Бывает, что нужно поменять театр. Меня, слава богу, сия участь миновала, потому что с перестройкой возникло много маленьких театров, в которых можно работать на условиях антрепризы. Я с удовольствием, например, играю спектакль «Заноза» по пьесе Франсуазы Саган в «Приюте комедианта». Всё в твоей власти. Делай, пожалуйста, сам работу и предлагай. Тебя возьмут. Антрепризность теперь считается одним из основных, нормальных и живых направлений в деятельности театров.
Благодаря морской выучке, я никогда не завышал своего ценза. У меня никогда не было претензий к театру, что меня, якобы, недооценивают, не дают мне роли и тому подобное. Даже при всех моих конфликтах с Агамирзяном, я всегда был удовлетворён тем, что играю то, что могу. В этом честность Агамирзяна, во-первых, а во-вторых, зачем же ему портить репертуар, если артист может сыграть хорошую роль. Вот и всё.
Когда я слышу от некоторых артистов, что они не востребованы в своём театре, то здесь не более чем привычка к тому, что когда-то у них всё было хорошо. но времена-то меняются, может быть, они потеряли прежние кондиции. Изменения вполне понятны: возраст, болезни, паузы в работе. Ведь репертуар специально под артиста не строится. Так сам строй для себя репертуар.
Я говорю не голословно. У меня есть программа – «Загадка Сократа» по философу Платону, это мой задел на будущее. Ранее я серьёзно занимался Гамлетом. В день моего рождения, один из гостей, кажется, это был Юрка Филин, пошутил:
– Иван, а знаешь у артистов есть поверье: если в сорок лет Гамлета не сыграл – не артист?
Я нашёл удобный момент, вышел из-за стола, взял том Шекспира и открыл «Гамлета». И вдруг покраснел. Я не знаю этой пьесы. Только и могу произнести: «Быть или не быть – вот в чём вопрос!». А дальше? Позор!

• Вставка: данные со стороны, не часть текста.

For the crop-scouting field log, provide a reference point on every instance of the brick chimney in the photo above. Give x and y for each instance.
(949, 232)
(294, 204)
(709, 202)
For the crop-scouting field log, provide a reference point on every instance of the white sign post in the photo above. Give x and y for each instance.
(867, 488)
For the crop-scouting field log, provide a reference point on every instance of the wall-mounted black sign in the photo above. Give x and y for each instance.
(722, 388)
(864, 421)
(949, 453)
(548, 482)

Два года бился я над этой трагедией и самой загадочной из ролей. Неважно, сколько Гамлету лет. Играли его и старше сорока, хотя могло быть ему и восемнадцать. Всё дело в мировоззрении. Подступит «Быть или не быть», тогда поймёшь. Сам! И сыграть Гамлета нельзя, им можно только стать, а уж это как Бог даст…
Гамлет, в отличие от всех прочих персонажей трагедии не действует явно, не обнаруживает своих намерений. Он думает. А думать актёр может только так, как дано ему природой. Интеллект – мощное выразительное средство. Гамлет – не образ, это всегда сам артист, который стал Гамлетом со всеми своими потрохами! И стоит он особняком в мировом репертуаре. Только гений Шекспира смог сотворить такое…
Это я записал в блокноте и дал почитать своему другу Борису Аханову .Боря сказал:
– Ну, ёлки-палки, ты даёшь, философ. Но вообще интересно, очень даже.
А через неделю поляки привезли «Гамлета». Играл его Даниэль Ольбрыхский. В газете «Смена» я вдруг читаю слова Даниэля: «Гамлет это непременно тот человек, который его играет. Это я сам».
Боря Аханов изумился:
– Если бы я не прочитал у тебя раньше то же самое, я бы подумал, что ты «сдул» у него.
– Да нет, Боря, просто до этого надо самому дойти.
Пытались мы играть «Гамлета», собрав артистов из разных театров, но не получилось. Самодеятельно «Гамлета», конечно, не поставишь Но я считаю, что Гамлета сыграл, потому что я его понял. Если ты освоил психологию роли, тебе не обязательно учить монологи: «Что я Гекубе, что мне Гекуба…». Мне всё ясно. Я уже перестрадал, перемучился Гамлетом. Он мой.
Бесконечные новые начала
Постоянная творческая работа удерживает меня в театре и не даёт мне даже возможности пожаловаться. У меня ещё столько неразрешённого для самого себя. Например, я беру Маркеса «Сто лет одиночества», обращаюсь к режиссёру Виктору Явичу:
– Витя, я ошалел от этого романа. Давай с тобой что-нибудь из него сделаем.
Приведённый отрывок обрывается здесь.